No he leído la justificación de la Academia sueca del premio Nobel de Literatura concedido a Bob Dylan, pero seguro que la hay. Los académicos con mayor influencia en el mundo literario dan siempre las razones que les llevan a elevar a una persona al paraíso de las letras. Pero cabe suponer que se fijaran en Dylan a causa de su condición de símbolo de la rebeldía de las generaciones que, a partir de los años sesenta del siglo pasado, cambiaron la forma de entender la vida y lo hicieron en buena medida por medio de la música. Haz el amor y no la guerra es el eslogan que la generación hippie enfrentó a la pesadilla del Vietnam por la vía de las canciones que nos llegaban desde California.
Dylan no es californiano, es de un pueblecito de Minnesota, y ni siquiera se llama Bob Dylan, que le bautizaron con otro nombre si es que sus padres, judíos, celebraron la ceremonia. Pero se convirtió muy pronto en uno de los principales estandartes de esa manera de criticar la herencia militar y civil recibida, cantando cosas como que si quieres saber cuántas carreteras ha de patearse un hombre antes de que se le reconozca como eso, como un hombre, es en el viento donde has de buscar la respuesta.

Quienes se sorprenden de que Dylan no contestase cuando le llamaron desde Estocolmo para anunciarle la buena nueva deberían buscar también en el viento los porqués. Creer­ que quien lleva ya más de treinta años realizando su gira interminable va a detenerse para contestar al teléfono es lo mismo que no haber entendido nada de lo que Dylan nos ha legado. Porque nos lo dijo bien claro: ¿qué se siente al ser un completo desconocido, al no tener un hogar, al ser como un canto rodado? Tampoco sé, mi ignorancia es mucha, si los Rolling Stones tomaron o no su nombre de la canción de Dylan, pero podrían muy bien haberse fijado en él para tomar el testigo del inconformismo sujeto a la música.

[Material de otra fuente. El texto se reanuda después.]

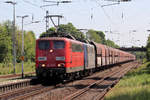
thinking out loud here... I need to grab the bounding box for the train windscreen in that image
[53,40,65,49]
[38,40,50,50]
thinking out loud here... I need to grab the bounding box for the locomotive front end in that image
[36,38,67,79]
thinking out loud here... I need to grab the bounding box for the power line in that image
[23,0,39,7]
[22,0,46,11]
[94,0,114,24]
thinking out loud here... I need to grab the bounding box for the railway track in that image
[64,61,140,100]
[0,80,63,100]
[0,61,140,100]
[28,61,140,100]
[0,72,35,79]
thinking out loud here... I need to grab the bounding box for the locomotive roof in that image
[37,37,69,41]
[37,37,135,57]
[37,37,92,46]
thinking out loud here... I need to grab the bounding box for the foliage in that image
[146,35,150,61]
[58,23,86,40]
[105,39,119,48]
[132,51,146,60]
[40,27,56,37]
[95,31,106,44]
[40,22,119,47]
[0,21,36,63]
[0,21,12,63]
[0,62,35,75]
[105,62,150,100]
[86,29,102,43]
[24,31,36,62]
[15,30,22,62]
[40,23,86,41]
[86,29,119,48]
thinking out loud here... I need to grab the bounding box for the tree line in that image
[0,21,119,64]
[41,23,119,48]
[0,21,36,63]
[146,35,150,61]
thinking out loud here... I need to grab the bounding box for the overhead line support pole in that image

Otro icono de la revolución estética, Sam Peckinpah, que elevó la violencia a la categoría de arte mucho antes que Tarantino, le dio a Dylan un papel en la película Pat Garrett and Billy the Kid. En ella Dylan hacía de Dylan y, en vez de cantar, escribía. Pero en la banda sonora se incluía una de las obras más excelsas del cantautor de Minnesota: Llamando a las puertas del cielo. Espero que los académicos suecos se hayan fijado en esa llamada, ¿de socorro, de angustia?, para darle el premio a él y no a Leonard Cohen, o a Joaquín Sabina, que son poetas mucho más completos que Dylan si vamos a ello. Para que te abran la puerta has de llamar golpeándola con los nudillos. O con las canciones, que vienen a ser su equivalente cuando quieres entrar en el cielo pero no para quedarte en él. Dudo mucho de que a Dylan le interese estar en el cielo de las letras y también que se preste a recoger el premio en la ceremonia pomposa que preside el rey de Suecia. Lo suyo es otra cosa, y por eso nos enamoramos de él nada más oír su primera canción.